Es war schwer für mich zu akzeptieren, aber meine Stimmung wurde von Benachrichtigungen und dem, was ich in den sozialen Medien sah, beeinflusst. Dies hat mich gestört, weil ich das Gefühl hatte, besser zu sein. Als ob ich nur wüsste, dass es ein negativer Einfluss sein könnte, hätte ich mich darüber erheben können.

Warum ist meine Morgengewohnheit wichtig?

Am nächsten Morgen bin ich viel weniger belastbar. Ich reagiere eher emotional auf das, was ich sehe, höre und lese. Und meine Entscheidungen am frühen Morgen können meine Einstellung und Stimmung für den Rest des Tages bestimmen.

Im Grunde genommen wurde meine Stimmung durch das bestimmt, was zuerst in meinem Social Media-Feed auftauchte. Oder was auch immer oben in meinem Posteingang war. Indem ich mich sofort der Technologie zuwandte, gab ich die Kontrolle über meine Stimmung an mein Telefon weiter.

Indem ich meinen digitalen Start in den Tag verzögerte, stellte ich fest, dass ich aufmerksamer war. Und völlig unter Kontrolle – was ich zuerst getan habe, was ich gesehen habe und wie ich reagiert habe. Ich hatte die Kontrolle über meine Denkweise übernommen und wie ich mich dem Tag nähern würde. Ich hörte auf zuzulassen, dass meine Stimmung von dem bestimmt wurde, was zuerst auf meinem Handy auftauchte.

Die Lektion, die ich gelernt habe, war einfach, aber kraftvoll

Es gibt drei wichtige Maßnahmen, mit denen ich die Beziehung zu meinem Telefon und zu meiner digitalen Technologie besser einschätzen kann.

Meine Realität ist, dass ich mein Smartphone nicht einfach wegwerfen möchte. Das macht mein Leben einfacher und ich kann mehr Zeit damit verbringen, Dinge zu tun, die wichtig sind. Aber nur, wenn ich mein Verhältnis dazu in einer Weise ausbalanciere, die zu mir und meinem Lebensstil passt.

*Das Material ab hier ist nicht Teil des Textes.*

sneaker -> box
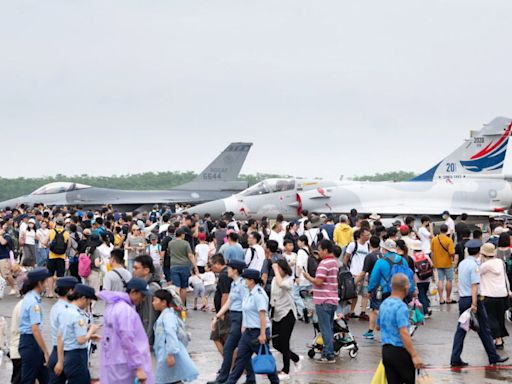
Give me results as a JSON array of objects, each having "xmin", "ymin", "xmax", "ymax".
[
  {"xmin": 349, "ymin": 313, "xmax": 359, "ymax": 319},
  {"xmin": 294, "ymin": 355, "xmax": 304, "ymax": 371},
  {"xmin": 278, "ymin": 372, "xmax": 290, "ymax": 381},
  {"xmin": 9, "ymin": 288, "xmax": 17, "ymax": 295},
  {"xmin": 359, "ymin": 312, "xmax": 370, "ymax": 321},
  {"xmin": 424, "ymin": 314, "xmax": 431, "ymax": 319},
  {"xmin": 363, "ymin": 330, "xmax": 374, "ymax": 339},
  {"xmin": 315, "ymin": 357, "xmax": 336, "ymax": 364}
]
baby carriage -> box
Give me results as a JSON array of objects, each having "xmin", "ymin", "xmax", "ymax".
[{"xmin": 307, "ymin": 316, "xmax": 359, "ymax": 359}]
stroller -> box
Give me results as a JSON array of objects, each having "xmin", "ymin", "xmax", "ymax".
[{"xmin": 307, "ymin": 316, "xmax": 359, "ymax": 359}]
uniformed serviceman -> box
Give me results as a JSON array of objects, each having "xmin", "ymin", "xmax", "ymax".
[
  {"xmin": 208, "ymin": 259, "xmax": 255, "ymax": 384},
  {"xmin": 450, "ymin": 240, "xmax": 509, "ymax": 367},
  {"xmin": 225, "ymin": 269, "xmax": 279, "ymax": 384},
  {"xmin": 49, "ymin": 276, "xmax": 79, "ymax": 384},
  {"xmin": 55, "ymin": 284, "xmax": 100, "ymax": 384},
  {"xmin": 18, "ymin": 267, "xmax": 52, "ymax": 384}
]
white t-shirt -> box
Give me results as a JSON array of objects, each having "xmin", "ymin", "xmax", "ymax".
[
  {"xmin": 296, "ymin": 248, "xmax": 310, "ymax": 286},
  {"xmin": 98, "ymin": 243, "xmax": 114, "ymax": 264},
  {"xmin": 147, "ymin": 243, "xmax": 162, "ymax": 266},
  {"xmin": 245, "ymin": 244, "xmax": 266, "ymax": 272},
  {"xmin": 283, "ymin": 252, "xmax": 297, "ymax": 278},
  {"xmin": 195, "ymin": 243, "xmax": 210, "ymax": 267},
  {"xmin": 159, "ymin": 223, "xmax": 170, "ymax": 234},
  {"xmin": 418, "ymin": 227, "xmax": 432, "ymax": 254},
  {"xmin": 346, "ymin": 240, "xmax": 369, "ymax": 275},
  {"xmin": 445, "ymin": 217, "xmax": 455, "ymax": 235},
  {"xmin": 201, "ymin": 271, "xmax": 216, "ymax": 287},
  {"xmin": 22, "ymin": 229, "xmax": 36, "ymax": 245},
  {"xmin": 36, "ymin": 228, "xmax": 50, "ymax": 249},
  {"xmin": 269, "ymin": 230, "xmax": 284, "ymax": 250}
]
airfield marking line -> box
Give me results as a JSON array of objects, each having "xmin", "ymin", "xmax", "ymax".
[{"xmin": 293, "ymin": 365, "xmax": 512, "ymax": 376}]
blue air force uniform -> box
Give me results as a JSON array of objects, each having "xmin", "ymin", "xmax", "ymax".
[
  {"xmin": 226, "ymin": 269, "xmax": 278, "ymax": 384},
  {"xmin": 19, "ymin": 268, "xmax": 51, "ymax": 384}
]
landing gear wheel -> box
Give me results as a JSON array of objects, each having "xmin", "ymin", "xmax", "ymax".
[
  {"xmin": 308, "ymin": 349, "xmax": 316, "ymax": 359},
  {"xmin": 349, "ymin": 349, "xmax": 358, "ymax": 358}
]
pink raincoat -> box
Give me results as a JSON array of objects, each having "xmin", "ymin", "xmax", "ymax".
[{"xmin": 99, "ymin": 291, "xmax": 155, "ymax": 384}]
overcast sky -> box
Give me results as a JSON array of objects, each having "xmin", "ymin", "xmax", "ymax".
[{"xmin": 1, "ymin": 1, "xmax": 511, "ymax": 180}]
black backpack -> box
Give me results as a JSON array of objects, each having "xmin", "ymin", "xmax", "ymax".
[
  {"xmin": 338, "ymin": 266, "xmax": 357, "ymax": 301},
  {"xmin": 306, "ymin": 250, "xmax": 319, "ymax": 278},
  {"xmin": 50, "ymin": 229, "xmax": 67, "ymax": 255}
]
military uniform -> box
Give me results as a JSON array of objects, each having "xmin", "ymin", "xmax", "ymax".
[
  {"xmin": 19, "ymin": 268, "xmax": 51, "ymax": 384},
  {"xmin": 226, "ymin": 269, "xmax": 278, "ymax": 384}
]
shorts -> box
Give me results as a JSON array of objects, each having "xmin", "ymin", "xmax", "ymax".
[
  {"xmin": 357, "ymin": 283, "xmax": 368, "ymax": 296},
  {"xmin": 193, "ymin": 284, "xmax": 205, "ymax": 298},
  {"xmin": 436, "ymin": 268, "xmax": 454, "ymax": 282},
  {"xmin": 171, "ymin": 266, "xmax": 191, "ymax": 288},
  {"xmin": 47, "ymin": 258, "xmax": 65, "ymax": 277},
  {"xmin": 210, "ymin": 314, "xmax": 230, "ymax": 342},
  {"xmin": 0, "ymin": 258, "xmax": 12, "ymax": 280},
  {"xmin": 370, "ymin": 296, "xmax": 382, "ymax": 310}
]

Obwohl ich nicht immer in der Lage bin, alle Aufgaben zu erledigen, sind dies immer noch meine Ziele. Diese Strategie hat nicht nur meinen Schlaf verbessert, sondern auch meine Stimmung und Denkweise verbessert.

Meine drei wichtigsten Tipps für ein achtsameres Verhältnis zu Ihrem Telefon

Trennen Sie Ihr Telefon nachts vom Internet, indem Sie den Flugmodus verwenden oder WLAN und Daten ausschalten.

Halten Sie Ihr Telefon mindestens eine Stunde am Morgen vom Internet getrennt.

Trennen Sie die Verbindung regelmäßig während des Tages, wenn Sie anwesend sein und achtsam an einer Aktivität teilnehmen möchten.

Das Wichtigste, was ich gelernt habe, ist, mich weniger um die Tools und Regeln zu kümmern, sondern mehr darum, was für mich funktioniert. Die besten Änderungen sind die, an die Sie sich halten können, da sie die einzigen sind, die zu Gewohnheiten werden. Sobald etwas zur Gewohnheit wird, sind nicht mehr viele Gedanken erforderlich, um es weiter zu tun. Es gibt viele verschiedene Wege, um das gleiche Ergebnis zu erzielen. Finde deine und folge ihr.


Michaellund

Ich will euch mein Wissen über ein glückliches und erfülltes Leben vermitteln. Dieses sammelte ich über Jahre bei meiner Arbeit als Life-Coach und den vielen Begegnungen mit interessanten Menschen.